The predict function wraps the agent so MLflow can call it for each row. Parameter names must match the keys in inputs. Tool call information is automatically extracted from the trace produced during each invocation.

from mlflow.genai.scorers import (
Correctness,
ToolCallCorrectness,
)


def predict_fn(question: str) -> str:
result = agent.invoke(
{"messages": [
{"role": "user", "content": question}
]}
)
return result["messages"][-1].content


results = mlflow.genai.evaluate(
data=eval_data,
predict_fn=predict_fn,
scorers=[
ToolCallCorrectness(),
Correctness(),
],
)

ToolCallCorrectness compares the tool calls in each trace against the expected_tool_calls in expectations using fuzzy matching by default — the LLM judge determines whether the actual calls semantically match the expected ones. Correctness checks whether the final answer contains the expected_facts.

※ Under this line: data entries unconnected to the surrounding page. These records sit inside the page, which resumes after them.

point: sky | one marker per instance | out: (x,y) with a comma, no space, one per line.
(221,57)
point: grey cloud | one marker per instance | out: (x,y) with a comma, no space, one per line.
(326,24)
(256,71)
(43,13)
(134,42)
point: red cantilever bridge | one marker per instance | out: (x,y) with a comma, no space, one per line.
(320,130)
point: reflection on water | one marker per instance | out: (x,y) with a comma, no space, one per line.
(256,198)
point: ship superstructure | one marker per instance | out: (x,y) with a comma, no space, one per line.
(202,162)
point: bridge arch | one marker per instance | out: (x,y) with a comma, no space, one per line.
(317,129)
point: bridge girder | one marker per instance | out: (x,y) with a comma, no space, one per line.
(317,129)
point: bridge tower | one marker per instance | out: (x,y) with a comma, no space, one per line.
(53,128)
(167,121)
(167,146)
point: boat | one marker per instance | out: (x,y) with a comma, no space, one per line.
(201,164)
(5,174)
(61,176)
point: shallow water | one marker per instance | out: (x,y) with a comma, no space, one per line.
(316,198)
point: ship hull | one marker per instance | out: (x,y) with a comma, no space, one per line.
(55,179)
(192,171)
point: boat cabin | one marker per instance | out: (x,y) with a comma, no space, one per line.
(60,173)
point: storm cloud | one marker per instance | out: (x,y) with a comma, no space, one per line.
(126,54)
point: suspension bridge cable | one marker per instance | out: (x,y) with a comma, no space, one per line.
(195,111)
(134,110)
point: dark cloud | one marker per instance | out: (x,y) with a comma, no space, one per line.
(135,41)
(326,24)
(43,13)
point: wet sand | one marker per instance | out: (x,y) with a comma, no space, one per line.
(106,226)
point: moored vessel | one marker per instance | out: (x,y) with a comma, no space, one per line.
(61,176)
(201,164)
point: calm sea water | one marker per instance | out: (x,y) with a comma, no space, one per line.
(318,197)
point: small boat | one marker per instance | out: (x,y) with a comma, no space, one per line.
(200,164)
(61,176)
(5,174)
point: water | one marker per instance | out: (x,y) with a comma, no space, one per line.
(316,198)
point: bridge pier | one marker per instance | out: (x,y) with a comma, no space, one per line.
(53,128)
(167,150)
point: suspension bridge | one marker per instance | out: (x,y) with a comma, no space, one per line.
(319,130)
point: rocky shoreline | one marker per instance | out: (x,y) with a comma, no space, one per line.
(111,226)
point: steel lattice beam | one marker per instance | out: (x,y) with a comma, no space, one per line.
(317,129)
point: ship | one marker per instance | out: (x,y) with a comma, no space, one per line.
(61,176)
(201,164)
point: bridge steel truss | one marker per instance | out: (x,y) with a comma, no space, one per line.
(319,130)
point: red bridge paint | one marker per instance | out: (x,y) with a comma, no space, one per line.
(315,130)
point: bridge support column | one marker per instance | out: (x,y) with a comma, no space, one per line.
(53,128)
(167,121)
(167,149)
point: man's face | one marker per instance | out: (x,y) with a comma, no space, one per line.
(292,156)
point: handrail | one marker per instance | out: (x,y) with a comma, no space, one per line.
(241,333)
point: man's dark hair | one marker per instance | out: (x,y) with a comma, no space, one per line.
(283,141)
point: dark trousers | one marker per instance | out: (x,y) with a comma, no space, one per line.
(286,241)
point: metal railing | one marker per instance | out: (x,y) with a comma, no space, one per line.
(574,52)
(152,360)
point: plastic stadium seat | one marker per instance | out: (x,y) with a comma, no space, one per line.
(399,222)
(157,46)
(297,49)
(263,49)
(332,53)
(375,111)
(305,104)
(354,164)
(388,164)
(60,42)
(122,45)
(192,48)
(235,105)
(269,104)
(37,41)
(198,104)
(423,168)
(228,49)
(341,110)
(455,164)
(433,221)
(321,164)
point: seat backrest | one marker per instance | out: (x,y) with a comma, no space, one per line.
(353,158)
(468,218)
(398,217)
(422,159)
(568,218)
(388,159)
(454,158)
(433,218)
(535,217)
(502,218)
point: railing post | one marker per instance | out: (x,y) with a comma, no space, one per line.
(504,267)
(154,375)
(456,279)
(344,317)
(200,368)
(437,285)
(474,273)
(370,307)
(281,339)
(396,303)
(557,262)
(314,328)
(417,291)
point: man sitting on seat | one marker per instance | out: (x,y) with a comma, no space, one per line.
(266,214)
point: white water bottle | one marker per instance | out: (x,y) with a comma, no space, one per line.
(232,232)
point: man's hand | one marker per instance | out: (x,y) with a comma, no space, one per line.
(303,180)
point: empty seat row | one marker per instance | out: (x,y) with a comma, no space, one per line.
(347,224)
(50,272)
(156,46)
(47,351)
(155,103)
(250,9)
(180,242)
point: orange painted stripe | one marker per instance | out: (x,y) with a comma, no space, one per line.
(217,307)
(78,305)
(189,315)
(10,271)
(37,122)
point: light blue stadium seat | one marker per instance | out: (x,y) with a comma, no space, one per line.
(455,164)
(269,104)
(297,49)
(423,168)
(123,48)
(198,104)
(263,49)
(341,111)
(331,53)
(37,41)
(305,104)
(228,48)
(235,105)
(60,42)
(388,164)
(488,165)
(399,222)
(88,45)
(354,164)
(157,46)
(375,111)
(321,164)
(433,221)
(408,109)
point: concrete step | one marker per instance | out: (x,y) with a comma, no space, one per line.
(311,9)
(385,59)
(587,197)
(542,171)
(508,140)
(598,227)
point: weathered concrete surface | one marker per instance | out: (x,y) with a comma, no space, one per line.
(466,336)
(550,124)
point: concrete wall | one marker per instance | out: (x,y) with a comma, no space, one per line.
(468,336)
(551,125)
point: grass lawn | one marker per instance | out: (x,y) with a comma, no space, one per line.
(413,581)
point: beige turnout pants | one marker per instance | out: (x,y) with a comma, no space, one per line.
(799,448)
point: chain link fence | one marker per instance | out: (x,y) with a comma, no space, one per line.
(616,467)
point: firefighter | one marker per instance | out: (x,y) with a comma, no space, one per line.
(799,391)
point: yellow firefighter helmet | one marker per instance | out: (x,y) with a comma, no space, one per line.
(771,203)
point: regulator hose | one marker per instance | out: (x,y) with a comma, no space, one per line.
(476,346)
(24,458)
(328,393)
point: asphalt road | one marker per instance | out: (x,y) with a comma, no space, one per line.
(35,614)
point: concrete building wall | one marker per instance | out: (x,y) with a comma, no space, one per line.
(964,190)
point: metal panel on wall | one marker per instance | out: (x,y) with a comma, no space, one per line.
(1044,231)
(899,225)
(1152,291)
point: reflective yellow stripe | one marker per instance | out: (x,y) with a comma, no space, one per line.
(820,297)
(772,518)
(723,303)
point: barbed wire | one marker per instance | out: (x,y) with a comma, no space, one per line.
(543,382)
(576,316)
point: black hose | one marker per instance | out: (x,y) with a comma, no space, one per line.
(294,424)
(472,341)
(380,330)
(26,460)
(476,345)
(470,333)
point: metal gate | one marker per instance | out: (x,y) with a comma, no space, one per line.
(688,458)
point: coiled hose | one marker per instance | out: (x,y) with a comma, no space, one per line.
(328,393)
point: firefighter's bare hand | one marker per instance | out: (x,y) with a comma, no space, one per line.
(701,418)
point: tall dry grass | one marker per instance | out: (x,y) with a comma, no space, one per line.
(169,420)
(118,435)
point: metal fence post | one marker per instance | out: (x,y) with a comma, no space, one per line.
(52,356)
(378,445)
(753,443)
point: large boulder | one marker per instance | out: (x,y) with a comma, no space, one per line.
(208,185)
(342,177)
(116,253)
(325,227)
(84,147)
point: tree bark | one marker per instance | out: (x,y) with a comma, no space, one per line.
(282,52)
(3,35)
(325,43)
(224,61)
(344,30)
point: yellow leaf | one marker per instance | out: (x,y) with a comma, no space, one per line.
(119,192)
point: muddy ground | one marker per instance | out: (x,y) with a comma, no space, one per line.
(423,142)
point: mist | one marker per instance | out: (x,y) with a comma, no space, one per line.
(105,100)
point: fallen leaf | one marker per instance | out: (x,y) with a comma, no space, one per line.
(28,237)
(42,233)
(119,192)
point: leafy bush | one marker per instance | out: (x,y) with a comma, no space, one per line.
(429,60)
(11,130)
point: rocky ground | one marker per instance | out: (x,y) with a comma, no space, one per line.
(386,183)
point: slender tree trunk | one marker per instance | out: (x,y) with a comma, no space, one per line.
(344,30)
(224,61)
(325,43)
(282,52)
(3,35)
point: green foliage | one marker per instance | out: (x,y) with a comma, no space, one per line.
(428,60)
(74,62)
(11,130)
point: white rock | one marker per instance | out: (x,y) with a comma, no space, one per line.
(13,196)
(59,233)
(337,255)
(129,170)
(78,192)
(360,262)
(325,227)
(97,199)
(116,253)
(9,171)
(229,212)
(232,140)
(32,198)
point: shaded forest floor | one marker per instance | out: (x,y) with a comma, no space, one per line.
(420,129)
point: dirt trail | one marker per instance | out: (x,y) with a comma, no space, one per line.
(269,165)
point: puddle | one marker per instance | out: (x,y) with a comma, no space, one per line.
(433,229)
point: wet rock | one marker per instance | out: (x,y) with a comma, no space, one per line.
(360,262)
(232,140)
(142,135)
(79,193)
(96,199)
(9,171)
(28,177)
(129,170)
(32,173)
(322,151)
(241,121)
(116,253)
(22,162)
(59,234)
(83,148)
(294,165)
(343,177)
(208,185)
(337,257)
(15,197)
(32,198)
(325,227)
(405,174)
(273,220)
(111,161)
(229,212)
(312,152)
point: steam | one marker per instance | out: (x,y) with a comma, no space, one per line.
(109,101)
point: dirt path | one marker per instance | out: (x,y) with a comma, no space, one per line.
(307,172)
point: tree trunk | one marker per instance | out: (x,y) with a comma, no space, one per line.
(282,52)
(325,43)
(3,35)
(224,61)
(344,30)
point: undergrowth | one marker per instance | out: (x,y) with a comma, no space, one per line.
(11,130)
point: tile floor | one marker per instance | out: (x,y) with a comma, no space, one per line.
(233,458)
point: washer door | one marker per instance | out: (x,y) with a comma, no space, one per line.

# Aggregate pass rates across all scenarios
print(results.metrics)
# Example output:
# {
# 'tool_call_correctness/mean': 0.8,
# 'correctness/mean': 1.0,
# }

# Per-scenario breakdown
df = results.result_df
print(
df[[
"inputs/question",
"tool_call_correctness/value",
"tool_call_correctness/rationale",
"correctness/value",
]]
)
# Rows where tool_call_correctness/value is "no"
# indicate the agent picked the wrong tools
# or passed incorrect arguments.

Open the MLflow UI and navigate to the evaluation run. Each row links to the full agent trace — click through to see exactly which tools were called, what arguments were passed, and where the agent deviated from expectations.

Scenarios where tool_call_correctness fails but correctness passes mean the agent reached the right answer through unexpected tool usage. Scenarios where both fail indicate a fundamental routing problem — the agent is calling the wrong tools and producing wrong answers.